Joseph Cornell (1903-1972), American sculptor, known for his poetic assemblages of objects and images in small, wooden boxes. His incongruous juxtaposition of objects was influenced by surrealism, a movement that emphasized the role of the subconscious mind in art. Cornell’s selection of objects has an extremely personal quality, and his works evoke a mood of nostalgic reverie.

Cornell was born in Nyack, New York, and moved to New York City in 1921, where he was employed by a textile firm. Although he had no formal art training, he explored the city’s museums, theaters, and second-hand bookstores, and during the 1920s began collecting old books, engravings, and objects from earlier eras. In 1931 he saw examples of surrealist art at the Julien Levy Gallery in New York City. The next year Levy included several of Cornell’s collages in an exhibition of surrealist art. The collages soon developed into three-dimensional sculptures—small, stagelike shadow boxes containing sequins, cut-up engravings, and colored sand—which he exhibited in his first solo show, at Julien Levy in 1932.

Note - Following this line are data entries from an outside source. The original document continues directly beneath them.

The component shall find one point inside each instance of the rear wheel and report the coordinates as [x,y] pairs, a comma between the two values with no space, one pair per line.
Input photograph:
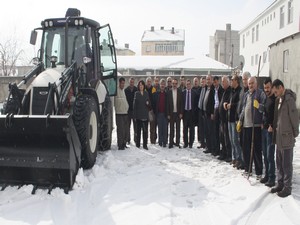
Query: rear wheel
[85,116]
[11,106]
[106,121]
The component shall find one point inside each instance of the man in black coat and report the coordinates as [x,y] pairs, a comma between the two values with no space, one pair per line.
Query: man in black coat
[267,146]
[208,111]
[175,112]
[217,138]
[189,115]
[226,150]
[129,92]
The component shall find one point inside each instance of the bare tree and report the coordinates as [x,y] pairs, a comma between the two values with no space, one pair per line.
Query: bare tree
[9,55]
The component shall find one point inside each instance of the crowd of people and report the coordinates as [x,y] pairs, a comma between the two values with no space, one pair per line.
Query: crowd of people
[234,120]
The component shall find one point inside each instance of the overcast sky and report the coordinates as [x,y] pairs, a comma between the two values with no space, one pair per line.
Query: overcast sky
[128,19]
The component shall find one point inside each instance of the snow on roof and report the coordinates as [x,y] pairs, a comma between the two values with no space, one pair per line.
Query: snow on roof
[163,35]
[169,62]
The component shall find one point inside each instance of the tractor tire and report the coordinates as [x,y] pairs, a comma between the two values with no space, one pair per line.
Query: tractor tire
[106,125]
[10,106]
[86,120]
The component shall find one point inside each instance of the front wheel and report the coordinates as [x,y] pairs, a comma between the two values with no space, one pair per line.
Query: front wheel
[86,121]
[106,125]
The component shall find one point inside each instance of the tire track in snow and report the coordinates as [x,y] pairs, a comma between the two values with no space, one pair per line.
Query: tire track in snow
[257,209]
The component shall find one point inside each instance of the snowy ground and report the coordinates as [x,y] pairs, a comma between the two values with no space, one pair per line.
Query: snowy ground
[161,186]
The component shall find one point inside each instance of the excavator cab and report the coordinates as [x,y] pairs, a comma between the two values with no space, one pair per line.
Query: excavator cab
[64,116]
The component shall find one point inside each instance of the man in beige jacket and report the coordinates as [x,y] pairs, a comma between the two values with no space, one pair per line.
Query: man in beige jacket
[285,130]
[121,108]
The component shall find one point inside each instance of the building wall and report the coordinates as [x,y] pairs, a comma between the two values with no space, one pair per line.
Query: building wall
[148,48]
[224,46]
[269,31]
[291,76]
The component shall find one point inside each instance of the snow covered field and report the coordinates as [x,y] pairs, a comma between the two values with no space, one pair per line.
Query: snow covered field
[161,186]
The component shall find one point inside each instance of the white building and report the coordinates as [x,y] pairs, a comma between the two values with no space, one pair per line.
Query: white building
[163,42]
[279,20]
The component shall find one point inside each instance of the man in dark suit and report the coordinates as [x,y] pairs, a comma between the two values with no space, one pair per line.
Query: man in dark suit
[217,138]
[189,115]
[175,112]
[209,108]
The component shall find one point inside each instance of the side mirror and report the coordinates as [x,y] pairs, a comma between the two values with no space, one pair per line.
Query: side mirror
[33,37]
[88,35]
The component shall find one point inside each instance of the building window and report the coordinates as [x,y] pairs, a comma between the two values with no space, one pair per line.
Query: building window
[290,11]
[286,61]
[281,17]
[256,59]
[257,32]
[265,55]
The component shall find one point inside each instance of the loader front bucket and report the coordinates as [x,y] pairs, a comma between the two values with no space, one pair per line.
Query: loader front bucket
[41,150]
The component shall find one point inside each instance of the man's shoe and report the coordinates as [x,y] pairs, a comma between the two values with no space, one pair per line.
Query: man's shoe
[229,160]
[221,157]
[284,193]
[264,180]
[240,166]
[258,177]
[270,183]
[201,146]
[276,189]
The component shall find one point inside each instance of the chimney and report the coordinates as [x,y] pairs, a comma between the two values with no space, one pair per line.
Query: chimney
[228,26]
[173,31]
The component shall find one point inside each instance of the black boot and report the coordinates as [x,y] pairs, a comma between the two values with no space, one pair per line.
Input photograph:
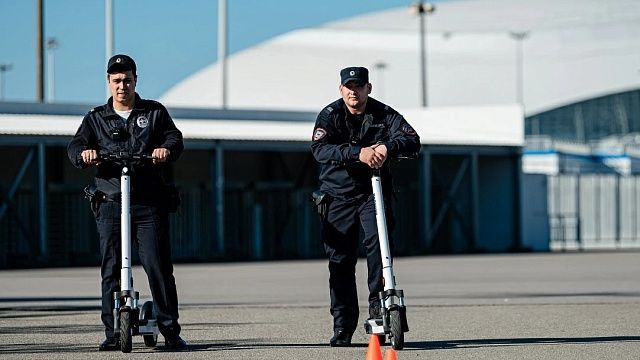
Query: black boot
[341,338]
[110,344]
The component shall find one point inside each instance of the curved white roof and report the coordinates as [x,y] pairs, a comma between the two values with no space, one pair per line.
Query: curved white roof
[574,50]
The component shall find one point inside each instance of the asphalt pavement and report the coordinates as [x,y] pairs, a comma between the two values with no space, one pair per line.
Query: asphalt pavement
[512,306]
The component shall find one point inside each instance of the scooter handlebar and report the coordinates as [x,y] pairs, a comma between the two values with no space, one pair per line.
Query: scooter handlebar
[123,156]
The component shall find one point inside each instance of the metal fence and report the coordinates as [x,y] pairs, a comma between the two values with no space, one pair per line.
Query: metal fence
[266,221]
[594,211]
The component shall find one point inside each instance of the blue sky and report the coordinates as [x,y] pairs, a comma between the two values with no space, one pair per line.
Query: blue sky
[169,39]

By 1936 Cornell had established his signature format: the glass-fronted, handmade wooden box containing evocative arrangements of such objects as thimbles, old photographs, marbles, and seashells. Untitled (Soap Bubble Set) (1936, Wadsworth Atheneum Museum of Art, Hartford, Connecticut) is the earliest work in this genre. The work consists of a box that Cornell lined with pale blue fabric and an antique French map of the moon and in which he arranged a clay pipe, a cordial glass holding a painted egg, a doll’s head attached to a white wooden pedestal, and other objects. He also created boxed homages to historic opera singers and ballerinas, and he often drew from art history. One example of this is The Medici Slot Machine (1942, private collection, New York City), which includes a reproduction of a portrait of Lorenzo de’ Medici, an important Renaissance patron of the arts. Cornell’s boxes influenced American pop artists such as Robert Rauschenberg, who in the mid-1950s combined disparate objects to create large, collagelike sculptures known as combines.

In the mid-1950s Cornell resumed making two-dimensional collages, pasting together colorful clippings from contemporary books, magazines, and art reproductions. He also made several films, some of which he compiled from discarded Hollywood footage to produce a surrealist effect.